Finanças
Ministro da Fazenda admite possível retorno da 'taxa das blusinhas' em caso de desarranjo
Dario Durigan afirma que medida provisória deve ser convertida em lei pelo Congresso
O ministro da Fazenda, Dario Durigan, afirmou nesta quinta-feira (6) que, caso ocorra algum "desarranjo" no setor, será necessário avaliar e, se preciso, retomar a chamada "taxa das blusinhas". Segundo Durigan, o imposto tem caráter regulatório, o que permite sua alteração de forma ágil pelo governo.
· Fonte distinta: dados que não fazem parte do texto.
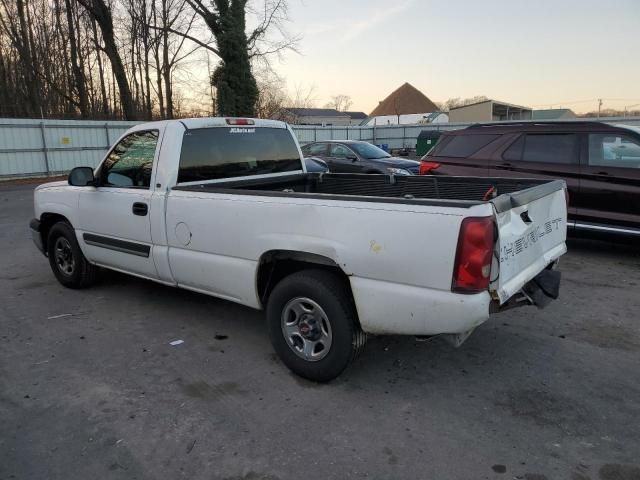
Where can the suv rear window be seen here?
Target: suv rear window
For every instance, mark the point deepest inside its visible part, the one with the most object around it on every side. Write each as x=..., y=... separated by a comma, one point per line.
x=221, y=152
x=546, y=148
x=462, y=145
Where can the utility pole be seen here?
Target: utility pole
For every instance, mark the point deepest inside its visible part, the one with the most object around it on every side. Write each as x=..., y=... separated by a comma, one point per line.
x=599, y=106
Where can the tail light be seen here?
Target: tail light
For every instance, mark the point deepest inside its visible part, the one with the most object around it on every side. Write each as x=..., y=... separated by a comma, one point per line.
x=472, y=269
x=239, y=121
x=427, y=167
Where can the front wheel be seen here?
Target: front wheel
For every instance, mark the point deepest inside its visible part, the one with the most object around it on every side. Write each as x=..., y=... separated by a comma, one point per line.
x=313, y=324
x=68, y=263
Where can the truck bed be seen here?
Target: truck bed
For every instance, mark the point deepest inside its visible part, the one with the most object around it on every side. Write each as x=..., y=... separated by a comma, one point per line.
x=420, y=189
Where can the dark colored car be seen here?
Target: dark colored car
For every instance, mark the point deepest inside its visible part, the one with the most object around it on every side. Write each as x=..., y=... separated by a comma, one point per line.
x=599, y=162
x=353, y=156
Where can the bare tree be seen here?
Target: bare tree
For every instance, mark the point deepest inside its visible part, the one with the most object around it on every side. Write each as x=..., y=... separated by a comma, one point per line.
x=102, y=15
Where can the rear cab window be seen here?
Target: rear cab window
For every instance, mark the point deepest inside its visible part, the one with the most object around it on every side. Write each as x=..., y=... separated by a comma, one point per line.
x=226, y=152
x=462, y=146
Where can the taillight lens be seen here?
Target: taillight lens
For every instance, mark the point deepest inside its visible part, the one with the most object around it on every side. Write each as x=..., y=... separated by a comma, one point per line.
x=427, y=167
x=472, y=270
x=239, y=121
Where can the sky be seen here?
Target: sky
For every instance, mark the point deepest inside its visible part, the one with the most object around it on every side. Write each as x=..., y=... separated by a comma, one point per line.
x=542, y=53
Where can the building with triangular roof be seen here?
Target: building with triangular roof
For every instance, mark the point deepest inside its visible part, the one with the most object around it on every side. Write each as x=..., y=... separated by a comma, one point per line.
x=404, y=105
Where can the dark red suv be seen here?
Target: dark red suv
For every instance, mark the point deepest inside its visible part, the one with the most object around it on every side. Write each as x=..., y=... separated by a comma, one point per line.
x=600, y=163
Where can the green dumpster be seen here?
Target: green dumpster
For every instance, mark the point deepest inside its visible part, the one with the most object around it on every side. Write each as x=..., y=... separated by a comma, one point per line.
x=426, y=140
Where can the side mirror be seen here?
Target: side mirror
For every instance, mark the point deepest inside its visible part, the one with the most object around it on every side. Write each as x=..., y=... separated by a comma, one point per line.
x=82, y=177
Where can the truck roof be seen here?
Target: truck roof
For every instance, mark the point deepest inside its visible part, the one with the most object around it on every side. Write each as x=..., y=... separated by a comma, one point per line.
x=208, y=122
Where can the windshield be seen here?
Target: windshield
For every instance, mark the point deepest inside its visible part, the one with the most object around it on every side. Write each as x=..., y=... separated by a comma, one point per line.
x=368, y=151
x=214, y=153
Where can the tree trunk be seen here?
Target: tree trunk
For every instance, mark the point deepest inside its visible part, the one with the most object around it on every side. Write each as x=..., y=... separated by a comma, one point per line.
x=77, y=71
x=28, y=66
x=102, y=15
x=103, y=88
x=237, y=90
x=166, y=67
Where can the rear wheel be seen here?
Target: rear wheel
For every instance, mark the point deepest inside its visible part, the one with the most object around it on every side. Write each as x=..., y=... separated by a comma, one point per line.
x=313, y=324
x=68, y=263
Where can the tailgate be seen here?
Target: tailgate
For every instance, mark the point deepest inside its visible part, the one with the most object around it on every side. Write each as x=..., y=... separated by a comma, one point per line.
x=532, y=229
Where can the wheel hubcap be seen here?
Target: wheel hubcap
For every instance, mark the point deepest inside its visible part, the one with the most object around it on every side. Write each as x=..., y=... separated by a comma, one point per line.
x=306, y=329
x=64, y=256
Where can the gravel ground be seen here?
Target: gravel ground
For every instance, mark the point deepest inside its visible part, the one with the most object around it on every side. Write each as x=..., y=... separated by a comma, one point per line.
x=91, y=388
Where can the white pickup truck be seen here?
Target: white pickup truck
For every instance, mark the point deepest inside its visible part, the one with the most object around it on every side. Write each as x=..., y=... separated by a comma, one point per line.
x=226, y=207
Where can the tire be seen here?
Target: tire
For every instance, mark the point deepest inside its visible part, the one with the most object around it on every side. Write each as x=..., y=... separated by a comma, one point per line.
x=68, y=263
x=313, y=324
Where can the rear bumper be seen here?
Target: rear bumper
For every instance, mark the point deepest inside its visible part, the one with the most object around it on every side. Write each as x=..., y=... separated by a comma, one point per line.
x=36, y=236
x=540, y=291
x=399, y=309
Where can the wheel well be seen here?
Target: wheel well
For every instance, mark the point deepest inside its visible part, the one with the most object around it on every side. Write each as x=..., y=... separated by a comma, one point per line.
x=48, y=220
x=278, y=264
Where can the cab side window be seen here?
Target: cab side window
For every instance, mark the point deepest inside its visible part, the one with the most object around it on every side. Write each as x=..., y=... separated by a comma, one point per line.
x=130, y=162
x=338, y=150
x=560, y=148
x=612, y=150
x=316, y=149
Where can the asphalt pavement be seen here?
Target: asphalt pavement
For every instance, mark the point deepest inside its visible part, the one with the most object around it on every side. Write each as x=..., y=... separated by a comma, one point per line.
x=91, y=387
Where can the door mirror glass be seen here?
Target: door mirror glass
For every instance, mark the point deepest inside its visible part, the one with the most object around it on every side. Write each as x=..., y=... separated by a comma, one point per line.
x=81, y=177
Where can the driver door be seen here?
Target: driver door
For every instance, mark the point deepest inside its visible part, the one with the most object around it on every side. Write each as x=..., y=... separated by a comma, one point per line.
x=610, y=180
x=115, y=229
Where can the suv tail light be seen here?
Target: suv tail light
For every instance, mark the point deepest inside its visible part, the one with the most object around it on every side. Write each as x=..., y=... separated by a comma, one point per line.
x=427, y=167
x=239, y=121
x=472, y=269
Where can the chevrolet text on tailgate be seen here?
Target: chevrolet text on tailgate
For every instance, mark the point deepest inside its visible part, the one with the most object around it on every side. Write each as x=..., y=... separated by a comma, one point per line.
x=225, y=207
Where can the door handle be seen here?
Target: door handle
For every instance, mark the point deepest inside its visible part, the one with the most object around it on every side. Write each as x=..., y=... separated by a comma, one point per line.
x=140, y=209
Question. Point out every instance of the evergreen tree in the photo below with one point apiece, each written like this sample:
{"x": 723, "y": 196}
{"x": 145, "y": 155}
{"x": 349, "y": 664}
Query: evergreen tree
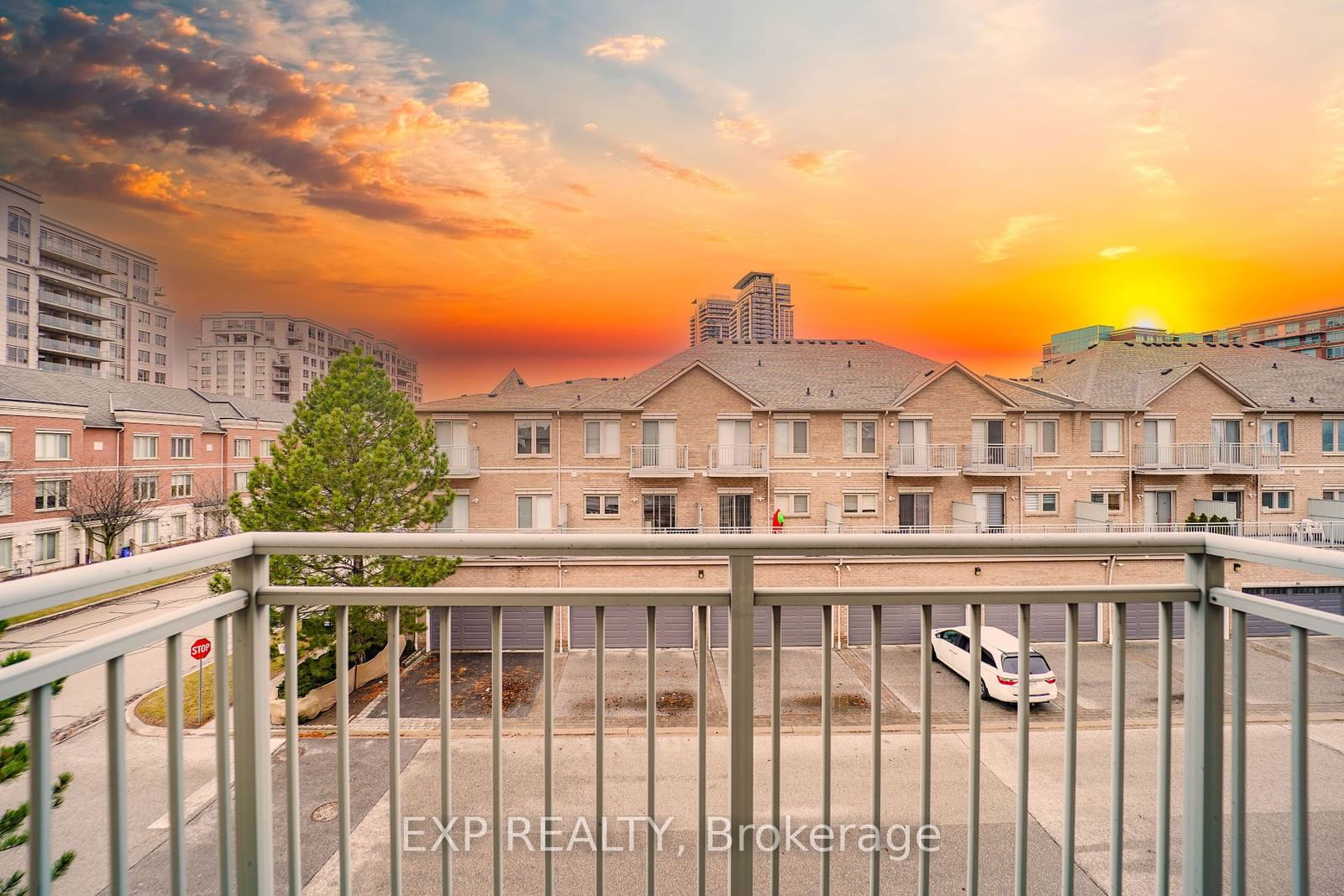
{"x": 355, "y": 458}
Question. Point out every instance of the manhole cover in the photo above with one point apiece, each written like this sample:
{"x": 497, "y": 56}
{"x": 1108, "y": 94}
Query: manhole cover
{"x": 327, "y": 812}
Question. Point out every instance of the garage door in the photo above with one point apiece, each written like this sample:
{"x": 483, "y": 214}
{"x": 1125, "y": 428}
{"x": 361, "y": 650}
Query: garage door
{"x": 1047, "y": 621}
{"x": 900, "y": 625}
{"x": 1142, "y": 621}
{"x": 627, "y": 626}
{"x": 523, "y": 629}
{"x": 1330, "y": 600}
{"x": 799, "y": 627}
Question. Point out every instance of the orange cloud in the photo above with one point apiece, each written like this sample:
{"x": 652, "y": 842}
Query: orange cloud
{"x": 635, "y": 47}
{"x": 470, "y": 94}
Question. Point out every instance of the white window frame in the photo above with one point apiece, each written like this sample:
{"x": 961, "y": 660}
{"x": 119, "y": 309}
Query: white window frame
{"x": 1120, "y": 436}
{"x": 608, "y": 436}
{"x": 858, "y": 423}
{"x": 1039, "y": 496}
{"x": 788, "y": 501}
{"x": 531, "y": 423}
{"x": 1038, "y": 425}
{"x": 792, "y": 421}
{"x": 141, "y": 443}
{"x": 860, "y": 500}
{"x": 1277, "y": 490}
{"x": 37, "y": 445}
{"x": 601, "y": 497}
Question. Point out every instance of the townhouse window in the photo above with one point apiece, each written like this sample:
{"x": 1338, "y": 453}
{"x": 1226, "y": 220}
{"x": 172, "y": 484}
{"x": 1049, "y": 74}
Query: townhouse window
{"x": 145, "y": 488}
{"x": 46, "y": 547}
{"x": 51, "y": 495}
{"x": 860, "y": 503}
{"x": 181, "y": 485}
{"x": 1332, "y": 436}
{"x": 601, "y": 506}
{"x": 144, "y": 448}
{"x": 1041, "y": 503}
{"x": 1042, "y": 436}
{"x": 790, "y": 438}
{"x": 51, "y": 446}
{"x": 534, "y": 437}
{"x": 1105, "y": 436}
{"x": 601, "y": 438}
{"x": 1277, "y": 500}
{"x": 1277, "y": 432}
{"x": 534, "y": 511}
{"x": 860, "y": 438}
{"x": 1115, "y": 501}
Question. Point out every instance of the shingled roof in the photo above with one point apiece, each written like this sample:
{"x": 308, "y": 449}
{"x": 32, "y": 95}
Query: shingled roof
{"x": 1128, "y": 376}
{"x": 102, "y": 399}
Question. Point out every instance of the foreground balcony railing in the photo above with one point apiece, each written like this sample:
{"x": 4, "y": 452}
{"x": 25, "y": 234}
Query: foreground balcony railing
{"x": 463, "y": 459}
{"x": 246, "y": 852}
{"x": 738, "y": 459}
{"x": 922, "y": 459}
{"x": 996, "y": 459}
{"x": 660, "y": 459}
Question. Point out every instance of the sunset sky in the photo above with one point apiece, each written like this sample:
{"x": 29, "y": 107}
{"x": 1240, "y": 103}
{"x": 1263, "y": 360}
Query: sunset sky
{"x": 550, "y": 184}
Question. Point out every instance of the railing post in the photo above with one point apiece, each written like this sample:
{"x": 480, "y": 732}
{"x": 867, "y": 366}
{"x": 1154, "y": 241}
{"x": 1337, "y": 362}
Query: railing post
{"x": 252, "y": 721}
{"x": 741, "y": 720}
{"x": 1202, "y": 867}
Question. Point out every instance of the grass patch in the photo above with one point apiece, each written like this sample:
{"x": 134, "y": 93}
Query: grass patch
{"x": 76, "y": 605}
{"x": 154, "y": 708}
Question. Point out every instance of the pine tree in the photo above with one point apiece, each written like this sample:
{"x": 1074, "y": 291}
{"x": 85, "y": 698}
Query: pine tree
{"x": 13, "y": 762}
{"x": 355, "y": 458}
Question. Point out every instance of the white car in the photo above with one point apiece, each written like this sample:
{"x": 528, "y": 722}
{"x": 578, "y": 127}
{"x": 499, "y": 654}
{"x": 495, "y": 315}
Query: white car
{"x": 998, "y": 664}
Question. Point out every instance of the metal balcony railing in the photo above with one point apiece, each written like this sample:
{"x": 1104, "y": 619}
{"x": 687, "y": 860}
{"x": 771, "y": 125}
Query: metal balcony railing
{"x": 738, "y": 459}
{"x": 246, "y": 833}
{"x": 463, "y": 459}
{"x": 996, "y": 458}
{"x": 917, "y": 458}
{"x": 660, "y": 459}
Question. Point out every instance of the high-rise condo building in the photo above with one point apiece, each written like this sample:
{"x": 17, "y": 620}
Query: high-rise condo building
{"x": 77, "y": 302}
{"x": 280, "y": 356}
{"x": 763, "y": 309}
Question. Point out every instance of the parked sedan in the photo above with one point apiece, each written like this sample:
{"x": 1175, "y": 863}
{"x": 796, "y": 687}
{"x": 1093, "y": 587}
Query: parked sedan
{"x": 998, "y": 664}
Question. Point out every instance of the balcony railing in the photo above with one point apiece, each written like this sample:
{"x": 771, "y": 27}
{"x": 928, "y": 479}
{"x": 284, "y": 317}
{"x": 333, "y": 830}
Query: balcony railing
{"x": 66, "y": 325}
{"x": 660, "y": 459}
{"x": 463, "y": 459}
{"x": 71, "y": 302}
{"x": 738, "y": 459}
{"x": 1203, "y": 457}
{"x": 996, "y": 459}
{"x": 1214, "y": 762}
{"x": 922, "y": 459}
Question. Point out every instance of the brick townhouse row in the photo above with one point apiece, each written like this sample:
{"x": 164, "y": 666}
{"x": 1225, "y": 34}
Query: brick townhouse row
{"x": 185, "y": 452}
{"x": 857, "y": 434}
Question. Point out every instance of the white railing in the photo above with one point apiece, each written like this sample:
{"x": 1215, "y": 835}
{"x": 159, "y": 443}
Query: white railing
{"x": 998, "y": 458}
{"x": 660, "y": 459}
{"x": 1213, "y": 762}
{"x": 738, "y": 459}
{"x": 922, "y": 458}
{"x": 463, "y": 459}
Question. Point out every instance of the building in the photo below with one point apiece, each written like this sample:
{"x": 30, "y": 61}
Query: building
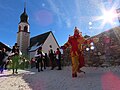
{"x": 23, "y": 34}
{"x": 28, "y": 46}
{"x": 44, "y": 40}
{"x": 2, "y": 45}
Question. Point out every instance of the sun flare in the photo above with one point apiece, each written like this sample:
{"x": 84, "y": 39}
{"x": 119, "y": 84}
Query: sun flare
{"x": 108, "y": 16}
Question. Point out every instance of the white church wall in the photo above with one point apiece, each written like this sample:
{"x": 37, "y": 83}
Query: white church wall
{"x": 49, "y": 41}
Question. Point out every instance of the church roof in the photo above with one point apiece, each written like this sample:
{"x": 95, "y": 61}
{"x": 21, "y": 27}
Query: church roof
{"x": 2, "y": 45}
{"x": 37, "y": 41}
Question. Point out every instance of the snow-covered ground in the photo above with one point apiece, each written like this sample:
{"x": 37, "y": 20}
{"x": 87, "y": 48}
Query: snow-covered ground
{"x": 94, "y": 79}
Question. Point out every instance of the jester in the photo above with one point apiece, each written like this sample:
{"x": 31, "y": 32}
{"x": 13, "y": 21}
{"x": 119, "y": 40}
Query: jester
{"x": 76, "y": 43}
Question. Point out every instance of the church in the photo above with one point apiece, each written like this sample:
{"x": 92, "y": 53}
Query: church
{"x": 29, "y": 46}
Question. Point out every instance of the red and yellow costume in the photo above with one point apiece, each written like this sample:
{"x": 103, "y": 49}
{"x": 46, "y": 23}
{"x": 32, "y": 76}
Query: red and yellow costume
{"x": 76, "y": 42}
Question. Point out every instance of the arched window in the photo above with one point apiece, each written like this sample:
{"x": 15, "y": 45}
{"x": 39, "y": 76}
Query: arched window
{"x": 26, "y": 28}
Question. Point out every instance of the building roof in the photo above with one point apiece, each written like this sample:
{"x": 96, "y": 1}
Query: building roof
{"x": 37, "y": 41}
{"x": 2, "y": 45}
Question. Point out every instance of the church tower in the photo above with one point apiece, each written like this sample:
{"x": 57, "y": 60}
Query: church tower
{"x": 23, "y": 34}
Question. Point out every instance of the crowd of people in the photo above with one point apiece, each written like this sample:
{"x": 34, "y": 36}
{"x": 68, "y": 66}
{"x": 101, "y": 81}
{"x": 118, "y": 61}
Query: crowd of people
{"x": 40, "y": 59}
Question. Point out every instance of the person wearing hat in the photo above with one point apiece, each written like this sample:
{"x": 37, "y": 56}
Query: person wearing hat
{"x": 15, "y": 58}
{"x": 75, "y": 42}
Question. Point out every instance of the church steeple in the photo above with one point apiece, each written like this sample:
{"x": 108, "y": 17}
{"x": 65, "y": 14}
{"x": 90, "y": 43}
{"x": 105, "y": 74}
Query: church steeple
{"x": 23, "y": 34}
{"x": 24, "y": 16}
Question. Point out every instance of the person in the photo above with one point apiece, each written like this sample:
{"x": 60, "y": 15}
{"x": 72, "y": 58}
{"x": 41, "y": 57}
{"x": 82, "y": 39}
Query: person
{"x": 58, "y": 58}
{"x": 75, "y": 42}
{"x": 32, "y": 62}
{"x": 15, "y": 58}
{"x": 51, "y": 56}
{"x": 3, "y": 55}
{"x": 39, "y": 58}
{"x": 45, "y": 59}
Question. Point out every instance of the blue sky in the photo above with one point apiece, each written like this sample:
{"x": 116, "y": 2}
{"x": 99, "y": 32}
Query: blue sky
{"x": 59, "y": 16}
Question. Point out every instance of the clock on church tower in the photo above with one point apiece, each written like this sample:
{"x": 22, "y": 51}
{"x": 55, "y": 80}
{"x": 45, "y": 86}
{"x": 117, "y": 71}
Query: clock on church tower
{"x": 23, "y": 34}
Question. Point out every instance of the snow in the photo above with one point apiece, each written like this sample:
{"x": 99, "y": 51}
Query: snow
{"x": 96, "y": 78}
{"x": 35, "y": 47}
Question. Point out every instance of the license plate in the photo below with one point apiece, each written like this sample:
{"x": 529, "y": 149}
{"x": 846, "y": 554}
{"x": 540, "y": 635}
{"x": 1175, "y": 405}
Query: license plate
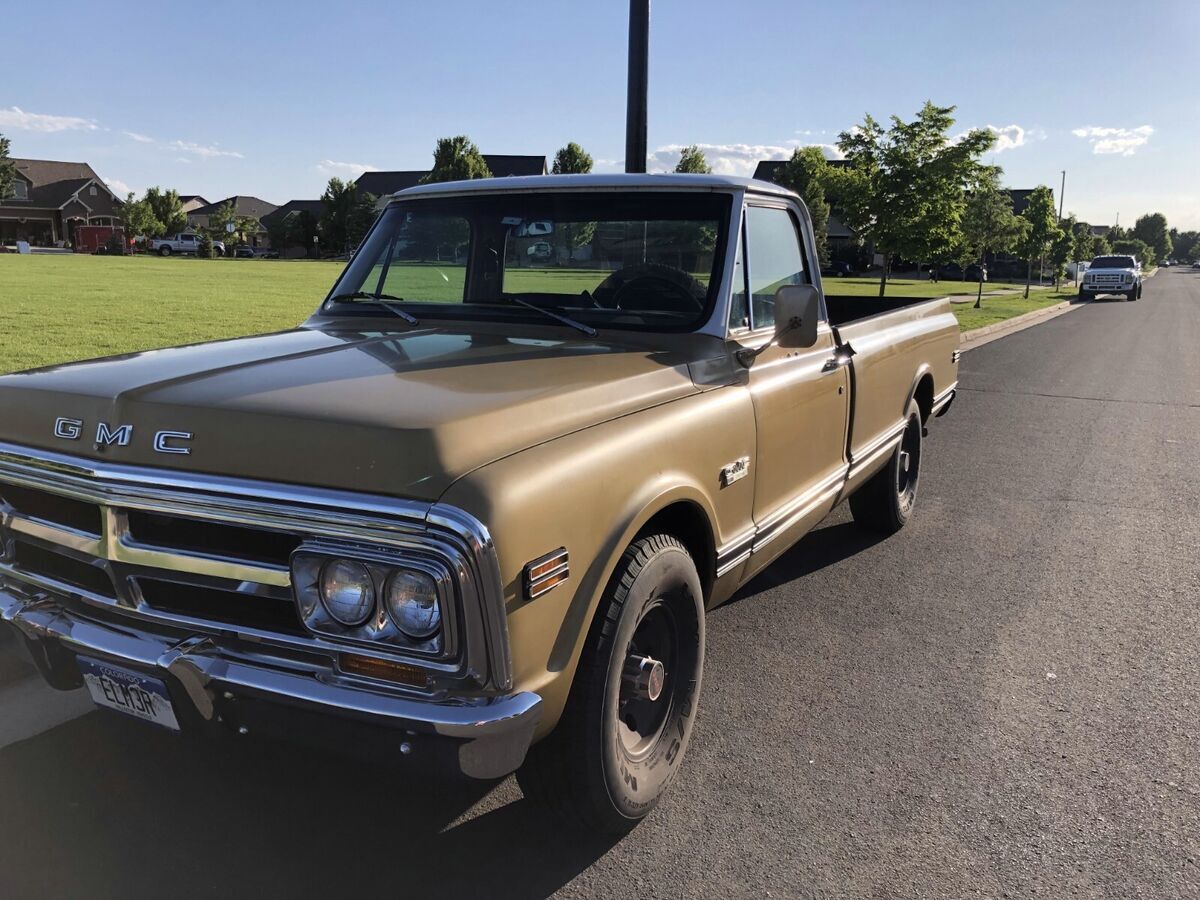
{"x": 130, "y": 693}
"A medida é regulatória, portanto, ela foi zerada nesse momento, tendo permitido para que o Ministério da Fazenda acompanhe a evolução. Caso haja algum desarranjo, um avanço disso, é preciso avaliar e trazer isso a debate público e, eventualmente, trazer de volta essa taxa", afirmou o ministro em entrevista à CNN Brasil.
Fim da tributação e relação com o Congresso
Durigan destacou que o fim da tributação deixa aberta a possibilidade de retomada da alíquota, caso seja necessário, já que o imposto é regulatório. Com a extinção da chamada "taxa das blusinhas" a cinco meses das eleições, o governo federal espera baratear produtos importados de baixo valor, estimulando o consumo.
O ministro ressaltou ainda a boa relação com o Congresso Nacional para tratar de temas econômicos e citou os presidentes da Câmara, Hugo Motta (Republicanos-PB), e do Senado, Davi Alcolumbre (União Brasil-AP). “Não tenho dúvidas de que o Congresso vai converter a medida provisória da taxa das blusinhas, tanto que a oposição colheu quase 400 assinaturas em um projeto com o mesmo objetivo”, afirmou.
Como fica a tributação
A decisão do governo Lula é o Imposto de Importação, no âmbito do programa Remessa Conforme, para compras internacionais de até US$ 50 (aproximadamente R$ 245 pelo câmbio atual). Para compras acima desse valor, permanece o imposto federal de 60%. O ICMS estadual continua incidindo mesmo nas compras de até US$ 50, com alíquotas que variam de 17% (em estados como Rio de Janeiro, São Paulo e Distrito Federal) a 20% (casos de Alagoas, Ceará e Sergipe).
Impacto fiscal
Segundo o Ministério da Fazenda, a redução do Imposto de Importação deve gerar uma perda de arrecadação de R$ 1,9 bilhão neste ano para o governo federal. Em 2025, a estimativa é de uma queda de R$ 3,5 bilhões, chegando a R$ 4,2 bilhões em 2028. Apesar do impacto negativo, a medida não exige compensação pela Lei de Responsabilidade Fiscal (LRF), pois o tributo é de natureza regulatória.